Coding Won’t Disappear—But It Won’t Be the Center of the Job

AI is already accelerating routine parts of engineering—boilerplate, first-pass documentation, debugging suggestions, and early architectural scaffolding. What changes is not the need for engineers, but the definition of where their highest-value work sits.

That shift can be liberating, it reduces time spent on mechanical execution and increases time available for decisions that shape quality, safety, and business impact.

Engineers are increasingly valued less for volume of code and more for how effectively they can supervise, integrate, and improve intelligent systems—turning generated components into reliable products.

Coding remains valuable, but it becomes just one instrument in a broader toolkit. Clear and creative thinking becomes the differentiator.

From Builders to Orchestrators: Where Engineers Add Value

As AI handles more implementation, engineers will spend more time designing, validating, and governing system behavior—especially in complex, safety-critical, or regulated environments.

In practice, that means increasing emphasis on:

• Problem framing: turning ambiguous needs into clear, testable requirements.
• Constraint and guardrail design: defining boundaries, assumptions, and success criteria.
• System orchestration: integrating AI-generated components into coherent architectures.
• Human-in-the-loop oversight: identifying subtle failures, mismatches, and edge cases.
• Ethical and safety judgment: ensuring systems behave responsibly and predictably in real contexts.

In other words, engineers evolve from code producers to stewards of system behavior and outcomes.

How engineering roles would change in the new era?

Now we see “AI” is embedded in many titles, however I believe this is gradually is going to eventually disappear.

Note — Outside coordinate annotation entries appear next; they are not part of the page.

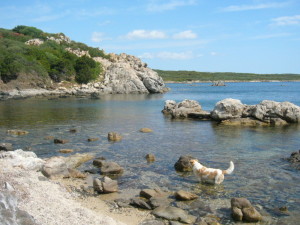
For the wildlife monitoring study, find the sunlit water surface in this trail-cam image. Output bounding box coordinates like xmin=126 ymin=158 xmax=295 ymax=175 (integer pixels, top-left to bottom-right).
xmin=0 ymin=82 xmax=300 ymax=223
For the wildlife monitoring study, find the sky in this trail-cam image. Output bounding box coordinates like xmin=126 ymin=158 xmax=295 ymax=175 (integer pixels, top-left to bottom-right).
xmin=0 ymin=0 xmax=300 ymax=74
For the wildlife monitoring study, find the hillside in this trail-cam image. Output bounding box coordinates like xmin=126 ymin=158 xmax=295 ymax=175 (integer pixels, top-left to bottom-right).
xmin=155 ymin=70 xmax=300 ymax=82
xmin=0 ymin=25 xmax=167 ymax=97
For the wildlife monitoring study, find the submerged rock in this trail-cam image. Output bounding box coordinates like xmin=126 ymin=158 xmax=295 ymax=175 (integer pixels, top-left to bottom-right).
xmin=107 ymin=132 xmax=123 ymax=142
xmin=231 ymin=198 xmax=262 ymax=222
xmin=174 ymin=155 xmax=195 ymax=172
xmin=0 ymin=143 xmax=14 ymax=151
xmin=162 ymin=99 xmax=210 ymax=119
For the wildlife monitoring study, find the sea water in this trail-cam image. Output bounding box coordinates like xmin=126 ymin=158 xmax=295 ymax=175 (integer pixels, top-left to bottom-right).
xmin=0 ymin=82 xmax=300 ymax=222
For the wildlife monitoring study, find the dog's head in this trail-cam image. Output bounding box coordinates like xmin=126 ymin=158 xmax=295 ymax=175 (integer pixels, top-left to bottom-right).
xmin=190 ymin=159 xmax=198 ymax=166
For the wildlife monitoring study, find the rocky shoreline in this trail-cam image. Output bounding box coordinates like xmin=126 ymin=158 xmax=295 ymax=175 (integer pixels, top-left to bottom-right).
xmin=0 ymin=53 xmax=169 ymax=100
xmin=162 ymin=98 xmax=300 ymax=126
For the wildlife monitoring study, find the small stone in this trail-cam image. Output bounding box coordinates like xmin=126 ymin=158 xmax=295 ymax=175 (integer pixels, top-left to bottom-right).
xmin=44 ymin=136 xmax=54 ymax=140
xmin=145 ymin=153 xmax=155 ymax=162
xmin=107 ymin=132 xmax=122 ymax=142
xmin=88 ymin=138 xmax=99 ymax=142
xmin=140 ymin=127 xmax=153 ymax=133
xmin=59 ymin=149 xmax=74 ymax=154
xmin=175 ymin=190 xmax=198 ymax=201
xmin=0 ymin=143 xmax=14 ymax=151
xmin=7 ymin=130 xmax=29 ymax=135
xmin=54 ymin=139 xmax=69 ymax=144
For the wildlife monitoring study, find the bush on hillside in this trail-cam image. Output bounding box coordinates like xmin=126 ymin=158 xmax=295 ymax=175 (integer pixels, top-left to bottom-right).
xmin=75 ymin=56 xmax=102 ymax=84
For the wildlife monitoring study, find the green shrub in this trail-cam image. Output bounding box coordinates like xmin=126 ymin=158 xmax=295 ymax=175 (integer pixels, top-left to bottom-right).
xmin=75 ymin=56 xmax=102 ymax=84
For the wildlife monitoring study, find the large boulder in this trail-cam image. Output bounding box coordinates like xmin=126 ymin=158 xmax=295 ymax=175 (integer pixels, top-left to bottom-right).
xmin=152 ymin=206 xmax=196 ymax=224
xmin=231 ymin=198 xmax=262 ymax=222
xmin=162 ymin=99 xmax=210 ymax=119
xmin=211 ymin=98 xmax=245 ymax=120
xmin=0 ymin=149 xmax=45 ymax=171
xmin=251 ymin=100 xmax=300 ymax=123
xmin=101 ymin=53 xmax=166 ymax=94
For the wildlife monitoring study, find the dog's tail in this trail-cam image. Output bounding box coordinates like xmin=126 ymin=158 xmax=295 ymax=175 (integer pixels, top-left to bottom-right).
xmin=222 ymin=161 xmax=234 ymax=174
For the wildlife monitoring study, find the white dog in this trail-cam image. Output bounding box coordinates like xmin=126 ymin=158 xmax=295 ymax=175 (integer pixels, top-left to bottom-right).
xmin=190 ymin=159 xmax=234 ymax=184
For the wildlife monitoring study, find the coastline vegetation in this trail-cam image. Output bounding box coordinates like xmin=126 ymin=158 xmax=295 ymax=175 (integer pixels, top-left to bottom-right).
xmin=0 ymin=25 xmax=109 ymax=83
xmin=155 ymin=70 xmax=300 ymax=82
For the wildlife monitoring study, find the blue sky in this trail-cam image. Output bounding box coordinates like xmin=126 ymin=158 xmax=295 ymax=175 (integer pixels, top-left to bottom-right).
xmin=0 ymin=0 xmax=300 ymax=73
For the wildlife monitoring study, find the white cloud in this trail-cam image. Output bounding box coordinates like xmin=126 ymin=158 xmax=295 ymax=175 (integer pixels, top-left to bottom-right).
xmin=272 ymin=15 xmax=300 ymax=26
xmin=147 ymin=0 xmax=196 ymax=12
xmin=91 ymin=32 xmax=109 ymax=42
xmin=173 ymin=30 xmax=197 ymax=39
xmin=221 ymin=2 xmax=287 ymax=12
xmin=139 ymin=51 xmax=196 ymax=60
xmin=250 ymin=33 xmax=291 ymax=40
xmin=125 ymin=30 xmax=167 ymax=39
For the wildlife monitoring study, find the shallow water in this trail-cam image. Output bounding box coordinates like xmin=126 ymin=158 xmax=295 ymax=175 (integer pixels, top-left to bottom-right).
xmin=0 ymin=82 xmax=300 ymax=222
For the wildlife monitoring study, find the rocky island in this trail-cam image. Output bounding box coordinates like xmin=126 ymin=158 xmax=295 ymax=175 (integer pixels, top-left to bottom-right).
xmin=0 ymin=26 xmax=168 ymax=99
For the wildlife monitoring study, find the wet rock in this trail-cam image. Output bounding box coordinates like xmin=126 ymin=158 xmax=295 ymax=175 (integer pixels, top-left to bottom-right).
xmin=68 ymin=168 xmax=86 ymax=179
xmin=100 ymin=161 xmax=124 ymax=175
xmin=93 ymin=177 xmax=118 ymax=194
xmin=140 ymin=189 xmax=167 ymax=199
xmin=0 ymin=183 xmax=36 ymax=225
xmin=88 ymin=138 xmax=99 ymax=142
xmin=0 ymin=143 xmax=14 ymax=151
xmin=148 ymin=196 xmax=172 ymax=209
xmin=287 ymin=150 xmax=300 ymax=169
xmin=7 ymin=130 xmax=29 ymax=135
xmin=69 ymin=128 xmax=77 ymax=133
xmin=139 ymin=220 xmax=165 ymax=225
xmin=221 ymin=118 xmax=269 ymax=127
xmin=231 ymin=198 xmax=262 ymax=222
xmin=93 ymin=158 xmax=105 ymax=168
xmin=130 ymin=198 xmax=152 ymax=210
xmin=42 ymin=156 xmax=70 ymax=179
xmin=44 ymin=136 xmax=55 ymax=140
xmin=152 ymin=206 xmax=196 ymax=224
xmin=59 ymin=149 xmax=74 ymax=154
xmin=174 ymin=155 xmax=195 ymax=172
xmin=175 ymin=190 xmax=198 ymax=201
xmin=140 ymin=127 xmax=153 ymax=133
xmin=211 ymin=98 xmax=245 ymax=120
xmin=162 ymin=99 xmax=210 ymax=119
xmin=107 ymin=132 xmax=123 ymax=142
xmin=145 ymin=153 xmax=155 ymax=162
xmin=64 ymin=153 xmax=94 ymax=168
xmin=54 ymin=138 xmax=69 ymax=144
xmin=0 ymin=149 xmax=45 ymax=171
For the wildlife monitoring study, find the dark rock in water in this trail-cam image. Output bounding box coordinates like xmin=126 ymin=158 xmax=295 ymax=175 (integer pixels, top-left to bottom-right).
xmin=69 ymin=128 xmax=77 ymax=133
xmin=145 ymin=153 xmax=155 ymax=162
xmin=0 ymin=143 xmax=14 ymax=151
xmin=88 ymin=138 xmax=99 ymax=142
xmin=231 ymin=198 xmax=262 ymax=222
xmin=54 ymin=139 xmax=69 ymax=144
xmin=140 ymin=189 xmax=167 ymax=199
xmin=107 ymin=132 xmax=123 ymax=142
xmin=152 ymin=206 xmax=196 ymax=224
xmin=7 ymin=130 xmax=29 ymax=135
xmin=130 ymin=198 xmax=152 ymax=210
xmin=148 ymin=196 xmax=172 ymax=209
xmin=175 ymin=190 xmax=198 ymax=201
xmin=101 ymin=161 xmax=124 ymax=175
xmin=93 ymin=177 xmax=118 ymax=194
xmin=174 ymin=155 xmax=195 ymax=172
xmin=139 ymin=220 xmax=165 ymax=225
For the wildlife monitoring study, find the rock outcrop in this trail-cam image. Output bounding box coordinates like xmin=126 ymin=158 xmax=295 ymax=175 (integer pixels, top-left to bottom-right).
xmin=162 ymin=99 xmax=210 ymax=119
xmin=162 ymin=98 xmax=300 ymax=126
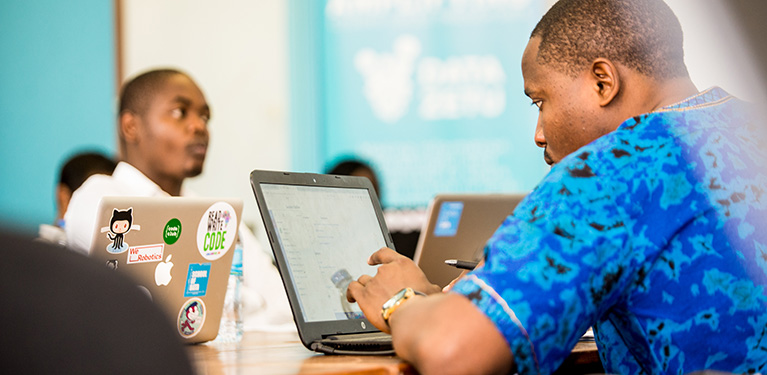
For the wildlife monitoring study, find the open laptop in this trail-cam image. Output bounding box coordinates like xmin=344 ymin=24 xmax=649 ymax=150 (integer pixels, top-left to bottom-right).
xmin=90 ymin=197 xmax=242 ymax=343
xmin=413 ymin=194 xmax=525 ymax=287
xmin=250 ymin=170 xmax=394 ymax=355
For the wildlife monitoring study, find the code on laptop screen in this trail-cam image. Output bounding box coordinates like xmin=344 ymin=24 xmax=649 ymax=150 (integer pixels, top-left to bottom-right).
xmin=261 ymin=184 xmax=386 ymax=322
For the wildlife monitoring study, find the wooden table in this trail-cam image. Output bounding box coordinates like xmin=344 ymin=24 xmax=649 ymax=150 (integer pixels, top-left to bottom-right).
xmin=188 ymin=332 xmax=599 ymax=375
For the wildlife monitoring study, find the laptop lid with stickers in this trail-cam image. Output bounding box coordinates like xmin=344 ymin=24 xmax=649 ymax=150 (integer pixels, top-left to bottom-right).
xmin=90 ymin=197 xmax=242 ymax=343
xmin=413 ymin=194 xmax=525 ymax=287
xmin=250 ymin=170 xmax=394 ymax=355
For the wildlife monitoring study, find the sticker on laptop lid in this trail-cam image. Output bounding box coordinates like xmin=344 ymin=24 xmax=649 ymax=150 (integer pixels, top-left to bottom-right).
xmin=177 ymin=298 xmax=206 ymax=339
xmin=434 ymin=202 xmax=463 ymax=237
xmin=101 ymin=207 xmax=141 ymax=254
xmin=162 ymin=218 xmax=181 ymax=245
xmin=126 ymin=243 xmax=165 ymax=264
xmin=184 ymin=263 xmax=210 ymax=297
xmin=197 ymin=202 xmax=237 ymax=260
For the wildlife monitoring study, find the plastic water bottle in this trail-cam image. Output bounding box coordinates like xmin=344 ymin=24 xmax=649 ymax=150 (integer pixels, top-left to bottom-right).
xmin=214 ymin=239 xmax=243 ymax=343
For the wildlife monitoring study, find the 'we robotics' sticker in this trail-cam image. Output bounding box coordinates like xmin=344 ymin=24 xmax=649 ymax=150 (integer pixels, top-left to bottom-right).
xmin=197 ymin=202 xmax=237 ymax=260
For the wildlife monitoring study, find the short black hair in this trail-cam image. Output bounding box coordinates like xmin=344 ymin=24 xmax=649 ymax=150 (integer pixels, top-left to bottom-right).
xmin=530 ymin=0 xmax=688 ymax=79
xmin=59 ymin=152 xmax=117 ymax=191
xmin=118 ymin=69 xmax=189 ymax=116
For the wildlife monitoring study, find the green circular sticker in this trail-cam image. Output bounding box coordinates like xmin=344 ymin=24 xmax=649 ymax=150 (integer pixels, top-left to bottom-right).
xmin=162 ymin=218 xmax=181 ymax=245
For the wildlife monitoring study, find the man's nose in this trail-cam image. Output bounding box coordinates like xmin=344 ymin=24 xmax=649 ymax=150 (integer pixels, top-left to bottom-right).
xmin=188 ymin=116 xmax=208 ymax=137
xmin=533 ymin=121 xmax=546 ymax=148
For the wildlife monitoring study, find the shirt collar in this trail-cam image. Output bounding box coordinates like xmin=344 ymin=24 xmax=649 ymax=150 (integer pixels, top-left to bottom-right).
xmin=112 ymin=161 xmax=170 ymax=197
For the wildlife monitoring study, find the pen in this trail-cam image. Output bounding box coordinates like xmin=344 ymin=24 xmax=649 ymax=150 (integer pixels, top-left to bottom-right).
xmin=445 ymin=259 xmax=478 ymax=270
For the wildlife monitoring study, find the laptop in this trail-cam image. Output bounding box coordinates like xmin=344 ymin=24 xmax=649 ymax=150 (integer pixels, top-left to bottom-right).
xmin=90 ymin=197 xmax=242 ymax=344
xmin=413 ymin=194 xmax=525 ymax=287
xmin=250 ymin=170 xmax=394 ymax=355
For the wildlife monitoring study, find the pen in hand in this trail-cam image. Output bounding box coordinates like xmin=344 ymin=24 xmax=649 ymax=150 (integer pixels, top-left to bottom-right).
xmin=445 ymin=259 xmax=479 ymax=270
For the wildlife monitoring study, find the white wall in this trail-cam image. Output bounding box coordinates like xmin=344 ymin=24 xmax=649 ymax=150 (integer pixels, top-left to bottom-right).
xmin=666 ymin=0 xmax=767 ymax=101
xmin=122 ymin=0 xmax=290 ymax=238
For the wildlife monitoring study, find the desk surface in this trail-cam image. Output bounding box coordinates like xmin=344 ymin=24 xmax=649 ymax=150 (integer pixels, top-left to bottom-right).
xmin=188 ymin=332 xmax=599 ymax=375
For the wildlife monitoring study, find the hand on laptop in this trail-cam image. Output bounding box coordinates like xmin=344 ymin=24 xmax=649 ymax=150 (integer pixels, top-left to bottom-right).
xmin=346 ymin=247 xmax=441 ymax=332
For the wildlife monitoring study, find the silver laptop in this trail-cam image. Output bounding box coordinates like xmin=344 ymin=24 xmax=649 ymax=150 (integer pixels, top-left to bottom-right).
xmin=90 ymin=197 xmax=242 ymax=343
xmin=250 ymin=170 xmax=394 ymax=355
xmin=413 ymin=194 xmax=525 ymax=287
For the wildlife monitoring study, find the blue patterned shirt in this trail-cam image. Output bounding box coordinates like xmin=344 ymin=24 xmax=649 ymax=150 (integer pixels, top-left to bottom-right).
xmin=453 ymin=88 xmax=767 ymax=374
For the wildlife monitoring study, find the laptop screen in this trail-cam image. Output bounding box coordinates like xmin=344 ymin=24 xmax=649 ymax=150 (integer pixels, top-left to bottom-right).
xmin=260 ymin=183 xmax=387 ymax=322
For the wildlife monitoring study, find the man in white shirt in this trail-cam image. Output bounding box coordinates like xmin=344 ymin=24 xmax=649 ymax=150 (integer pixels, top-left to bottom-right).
xmin=65 ymin=69 xmax=292 ymax=329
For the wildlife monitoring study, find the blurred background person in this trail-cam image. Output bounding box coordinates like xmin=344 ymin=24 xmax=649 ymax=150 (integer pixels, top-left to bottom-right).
xmin=38 ymin=151 xmax=117 ymax=245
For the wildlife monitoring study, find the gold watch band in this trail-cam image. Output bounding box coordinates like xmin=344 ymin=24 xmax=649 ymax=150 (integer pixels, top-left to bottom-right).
xmin=381 ymin=288 xmax=425 ymax=325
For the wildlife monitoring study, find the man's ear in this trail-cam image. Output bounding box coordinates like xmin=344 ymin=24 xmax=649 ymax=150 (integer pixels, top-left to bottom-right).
xmin=590 ymin=57 xmax=621 ymax=107
xmin=56 ymin=183 xmax=72 ymax=219
xmin=119 ymin=111 xmax=141 ymax=143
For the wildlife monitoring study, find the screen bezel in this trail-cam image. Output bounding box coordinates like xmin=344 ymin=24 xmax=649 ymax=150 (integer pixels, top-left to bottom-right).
xmin=250 ymin=170 xmax=394 ymax=348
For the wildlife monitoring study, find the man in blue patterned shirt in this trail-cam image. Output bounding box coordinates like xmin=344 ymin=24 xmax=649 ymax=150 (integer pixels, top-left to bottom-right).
xmin=348 ymin=0 xmax=767 ymax=374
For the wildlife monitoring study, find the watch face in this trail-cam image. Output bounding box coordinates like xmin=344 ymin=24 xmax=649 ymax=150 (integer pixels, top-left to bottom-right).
xmin=382 ymin=288 xmax=407 ymax=309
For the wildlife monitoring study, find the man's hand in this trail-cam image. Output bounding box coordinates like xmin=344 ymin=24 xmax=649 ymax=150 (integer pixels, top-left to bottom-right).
xmin=346 ymin=247 xmax=440 ymax=332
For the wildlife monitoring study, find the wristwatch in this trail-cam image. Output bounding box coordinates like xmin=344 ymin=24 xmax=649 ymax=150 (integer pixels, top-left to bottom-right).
xmin=381 ymin=288 xmax=426 ymax=325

Still, the lines separating the current roles such as system analysis, architecture and engineering are going to be more blurry, time is going to show how this would change, focusing more on domain knowledge and experience, I just ignore this as a hype side effect for now.

How Computer Science education is going to change?

Computer science education is about to change more in the next decade than it has in the last fifty years — and the shift is deep, structural, and long overdue. 

While coding is still valid, it should shift more towards creative thinking vs syntax.

Computer science programs are about to shift dramatically. Instead of focusing on memorizing syntax and writing code from scratch, education will move toward systems thinking, architecture, and problem‑solving at a higher level. AI becomes the new baseline, so students will learn how to evaluate models, design prompts, build data pipelines, and understand multi‑agent systems.

Project‑based learning will take center stage. Students will spend more time integrating AI components, validating outputs, and iterating on real systems — not grinding through boilerplate assignments.

Conclusion: Engineering Becomes More About Direction Than Execution

AI does not diminish the importance of software engineers—it changes where they create leverage. As automation expands, human responsibility concentrates around direction, interpretation, and innovation.

In this environment, the strongest engineers increasingly operate as:

• Strategists
• Behavior designers
• Domain experts
• Guardians of safety and ethics

The profession is not going away. It is evolving into one of the most consequential roles of the intelligence age—because building reliable, responsible systems still requires human judgment, and we must learn how to adapt.